Bristol Old Vic champions D/deaf artists with two brand-new pieces of theatre this May

This month, Bristol Old Vic welcomes ground-breaking companies Mr and Mrs Clark and Deafinitely Theatre into the Weston Studio to raise awareness and challenge perceptions of hearing loss and deafness.

The Weston Studio marks the penultimate stop on Mr and Mrs Clark’s UK-wide tour of Louder is Not Always Clearer, a story of disconnection, difference and desperation to belong. Created and performed by deaf performer Jonny Cotsen it plays from 13 – 15 May, and marks the conclusion of the UK Council on Deafness’ Deaf Awareness Week (6 – 12 May), a UK-wide series of national and local events to raise awareness of the needs of the 1 in 6 deaf or hard of hearing people in the UK.

The play centres on teacher, father and artist Jonny Cotsen.
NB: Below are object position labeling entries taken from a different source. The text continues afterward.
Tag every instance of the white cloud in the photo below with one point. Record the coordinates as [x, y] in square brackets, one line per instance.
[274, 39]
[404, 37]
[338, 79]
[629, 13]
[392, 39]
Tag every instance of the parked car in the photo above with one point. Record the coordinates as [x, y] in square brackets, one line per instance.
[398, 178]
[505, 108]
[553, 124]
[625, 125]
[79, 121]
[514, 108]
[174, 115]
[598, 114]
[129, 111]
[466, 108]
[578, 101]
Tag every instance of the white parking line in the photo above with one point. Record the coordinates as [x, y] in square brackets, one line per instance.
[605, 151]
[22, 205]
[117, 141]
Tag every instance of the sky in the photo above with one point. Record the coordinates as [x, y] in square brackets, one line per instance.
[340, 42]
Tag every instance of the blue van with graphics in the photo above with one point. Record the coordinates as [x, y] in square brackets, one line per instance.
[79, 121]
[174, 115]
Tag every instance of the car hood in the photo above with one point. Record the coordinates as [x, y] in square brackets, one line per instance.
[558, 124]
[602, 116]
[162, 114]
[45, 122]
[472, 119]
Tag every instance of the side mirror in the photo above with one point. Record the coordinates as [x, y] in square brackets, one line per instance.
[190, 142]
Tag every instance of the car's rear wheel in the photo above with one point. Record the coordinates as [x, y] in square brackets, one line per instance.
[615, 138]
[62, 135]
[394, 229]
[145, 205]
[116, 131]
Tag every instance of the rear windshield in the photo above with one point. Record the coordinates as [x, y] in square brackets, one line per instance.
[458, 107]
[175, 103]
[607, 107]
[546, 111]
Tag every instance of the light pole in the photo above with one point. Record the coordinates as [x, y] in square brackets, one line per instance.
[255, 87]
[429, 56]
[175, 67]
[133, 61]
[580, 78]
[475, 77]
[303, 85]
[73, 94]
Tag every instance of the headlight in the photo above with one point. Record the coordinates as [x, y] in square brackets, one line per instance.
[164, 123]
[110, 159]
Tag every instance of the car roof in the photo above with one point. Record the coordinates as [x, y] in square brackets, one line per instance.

Jonny is deaf and shares his story through a moving, passionate multimedia performance, explaining how he negotiates life as a deaf man in a hearing world.

For a hearing audience it is an illuminating and emotional experience. For deaf audience members, the show is a familiar tale of misunderstanding and isolation. For everyone it is a humorous moving story of one man’s attempt to belong.

The show is accessible to D/deaf, hard of hearing and hearing audiences through the use of spoken English, British Sign Language and creative captions.

Later this month, Deafinitely Theatre and Birmingham Stage Company will present the world premiere of Horrible Histories – Dreadful Deaf – Live On Stage! (29 May – 1 June). Birmingham Stage Company have produced Horrible Histories live on stage across the UK and throughout the world since 2005 and have now teamed up with Deafinitely Theatre to create the first dedicated production for deaf children and their families.

The show will open in Bristol Old Vic’s Weston Studio before heading on tour to York Theatre Royal, Stratford Circus Arts Centre, The North Wall and the Derby Theatre.

Horrible Histories will delve into the dreadful, dangerous and deluded stories of the deaf – from groovy Greeks to gorgeous Georgians, ruthless Romans to vile Victorians. The bilingual production is suitable for both D/deaf and hearing audiences and features spoken English and British Sign Language.

Deafinitely Theatre’s Artistic Director and Horrible Histories Director Paula Garfield (4.48 Psychosis), said:

A few years ago I watched my deaf children reading and enjoying Horrible Histories and I was struck by the thought that it would be wonderful for them to have a ‘Deaf Horrible Histories’, showcasing the stories, culture and communities of deaf people throughout history. I also wanted to ensure that D/deaf children today, whether signing or non-signing, can understand the history of their community and feel a sense of belonging and legacy. Horrible Histories is a fun, exciting way to learn and our bilingual production is designed for all to enjoy.”